This was posed as a Riddler problem on Jan. 20, 2017:

You are driving your car on a perfectly flat, straight road. You are the only one on the road and you can see anything ahead of you perfectly. At time t=0, you are at Point A, cruising along at a speed of 100 kilometers per hour, which is the speed limit for the whole road. You want to reach Point C, exactly 4 kilometers ahead, in the shortest time possible. But, at Point B, 2 kilometers ahead of you, there is a traffic light.
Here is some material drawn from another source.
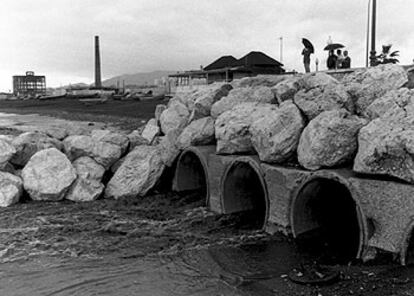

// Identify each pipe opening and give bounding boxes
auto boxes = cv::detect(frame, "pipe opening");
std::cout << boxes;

At time t=0, the light is green, but you don’t know how long it has been green. You do know that at the beginning of each second, there is a 1 percent chance that the light will turn yellow. Once it turns yellow, it remains yellow for 5 seconds and then turns red for 20 seconds. Your car can accelerate or decelerate at a maximum rate of 2 meters per second-squared. You must always drive at or below the speed limit. You can pass through the intersection when the traffic light is yellow, but not when it is red.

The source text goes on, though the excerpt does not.